看着两人脸上的笑容就知道是这么想的了,然而秦楚夫妻却像是随口一句,也像是没有看到陈家兄妹脸上的笑容。
随着一声锣声响起,四个人全神贯注的注意着场中的球,就见那传球的裁判往天空中一抛,很快传到了四人座骑脚下,秦楚手中的球仗往前一送,眼看就要打到球了,没想陈家兄长身姿灵敏的在马背上一个回旋,便生生在秦楚的球仗下抢走了球。
陈君文见兄长将球抢走朝自己打来了,立即催着马向前,接了那球,陈家兄妹两人配合的很是默契,一时间秦楚夫妻二人硬是沾不上边来。
第230章 反其道而行
陈家兄妹抢先了一步,果然整盘似乎都倾向了他们兄妹二人。
场地的看台上,盛瑜和陶氏此时一眨不眨的看着,心都提到了嗓子口,陶氏感叹道:“陈家兄长果然如传言一样,球技极为了得。”
盛瑜却是但笑不语,桌下拖着妻子的手,握了握,显然是叫她别担心。
其他看台上的人有人笑了起来,“怎么说来着,这一对夫妻两人出身不高,倒也学着咱们打马球,这不下了场,就这球技也当真是好笑极了。”

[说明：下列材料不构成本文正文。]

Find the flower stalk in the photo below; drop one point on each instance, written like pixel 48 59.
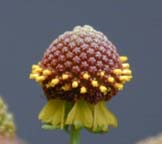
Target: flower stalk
pixel 74 135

“你小声些,盛大儒夫妻还在不远处,那可是盛大儒的得意门生,你便是乐着也得在入下里乐着。”
于是那人掩了嘴,偷偷的乐,“以一赔十的赌注,瞧着我是要赢了,赢了后我请你吃酒,你可要来。”
“那自是要来的,指不定还能请来知州夫人,贵女当中就数知州家的小女儿最是活跃,到时一并请。”
于是两人都笑了。
马场上,马球忽然飞了起来,那陈家兄长忽然纵身一跃,双足站在马背上,瞧着那马球落了地,他却是脚腕一勾,勾住马鞍,凭着那身长,伸出球仗,一个漂亮的孤度,便将马球打了起来,这一招不仅展现了他的球技还展现了他的骑术,引来看台上无数掌声。
然而掌声只响到了一半,立即哗然而止。
场中刚才被陈家兄长击中的马球原本朝陈君文飞起来的,没想陈君文背后杀出一个于书燕,于书燕的座下骑以不可思议的速度冲上来,于书燕抓住马鞍,半个身子挂于右侧,便是这一招生生从陈君文手中夺下了马球。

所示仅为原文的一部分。